7E, para que não me ensoberbecesse com a grandeza das revelações, foi-me posto um espinho na carne, mensageiro de Satanás, para me esbofetear, a fim de que não me exalte. 8Por causa disto, três vezes pedi ao Senhor que o afastasse de mim. 9Então, ele me disse: A minha graça te basta, porque o poder se aperfeiçoa na fraqueza. De boa vontade, pois, mais me gloriarei nas fraquezas, para que sobre mim repouse o poder de Cristo. 10Pelo que sinto prazer nas fraquezas, nas injúrias, nas necessidades, nas perseguições, nas angústias, por amor de Cristo. Porque, quando sou fraco, então, é que sou forte.

As credenciais de um apóstolo

11Tenho-me tornado insensato; a isto me constrangestes. Eu devia ter sido louvado por vós; porquanto em nada fui inferior a esses tais apóstolos, ainda que nada sou. 12Pois as credenciais do apostolado foram apresentadas no meio de vós, com toda a persistência, por sinais, prodígios e poderes miraculosos. 13Porque, em que tendes vós sido inferiores às demais igrejas, senão neste fato de não vos ter sido pesado? Perdoai-me esta injustiça.

Paulo deseja visitá-los

14Eis que, pela terceira vez, estou pronto a ir ter convosco e não vos serei pesado; pois não vou atrás dos vossos bens, mas procuro a vós outros. Não devem os filhos entesourar para os pais, mas os pais, para os filhos. 15Eu de boa vontade me gastarei e ainda me deixarei gastar em prol da vossa alma. Se mais vos amo, serei menos amado? 16Pois seja assim, eu não vos fui pesado; porém, sendo astuto, vos prendi com dolo. 17Porventura, vos explorei por intermédio de algum daqueles que vos enviei? 18Roguei a Tito e enviei com ele outro irmão; porventura, Tito vos explorou? Acaso, não temos andado no mesmo espírito? Não seguimos nas mesmas pisadas?

Paulo apela para o juiz de todos

19Há muito, pensais que nos estamos desculpando convosco.

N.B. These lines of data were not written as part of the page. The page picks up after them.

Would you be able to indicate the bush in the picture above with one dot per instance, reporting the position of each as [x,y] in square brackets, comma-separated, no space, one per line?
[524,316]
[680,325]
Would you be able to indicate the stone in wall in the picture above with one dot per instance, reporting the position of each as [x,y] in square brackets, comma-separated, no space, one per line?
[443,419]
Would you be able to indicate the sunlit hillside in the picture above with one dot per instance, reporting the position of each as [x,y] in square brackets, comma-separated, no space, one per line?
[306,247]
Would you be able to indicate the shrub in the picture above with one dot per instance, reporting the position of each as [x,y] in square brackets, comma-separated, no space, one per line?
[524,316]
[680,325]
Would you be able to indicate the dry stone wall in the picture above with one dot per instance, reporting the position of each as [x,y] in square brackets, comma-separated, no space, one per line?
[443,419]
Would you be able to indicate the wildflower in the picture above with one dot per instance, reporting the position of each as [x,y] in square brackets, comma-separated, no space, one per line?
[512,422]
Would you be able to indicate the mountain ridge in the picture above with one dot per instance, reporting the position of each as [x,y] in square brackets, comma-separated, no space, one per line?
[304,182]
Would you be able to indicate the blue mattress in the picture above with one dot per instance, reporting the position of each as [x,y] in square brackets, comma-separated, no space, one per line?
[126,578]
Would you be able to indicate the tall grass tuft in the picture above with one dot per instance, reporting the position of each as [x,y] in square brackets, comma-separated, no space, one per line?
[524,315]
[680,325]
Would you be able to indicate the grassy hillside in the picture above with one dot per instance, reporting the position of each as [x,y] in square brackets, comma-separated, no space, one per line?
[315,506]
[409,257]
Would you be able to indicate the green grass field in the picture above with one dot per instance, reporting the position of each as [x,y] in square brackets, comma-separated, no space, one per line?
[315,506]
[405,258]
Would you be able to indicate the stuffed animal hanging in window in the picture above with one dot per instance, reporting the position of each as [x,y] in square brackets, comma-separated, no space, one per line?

Falamos em Cristo perante Deus, e tudo, ó amados, para vossa edificação. 20Temo, pois, que, indo ter convosco, não vos encontre na forma em que vos quero, e que também vós me acheis diferente do que esperáveis, e que haja entre vós contendas, invejas, iras, porfias, detrações, intrigas, orgulho e tumultos. 21Receio que, indo outra vez, o meu Deus me humilhe no meio de vós, e eu venha a chorar por muitos que, outrora, pecaram e não se arrependeram da impureza, prostituição e lascívia que cometeram.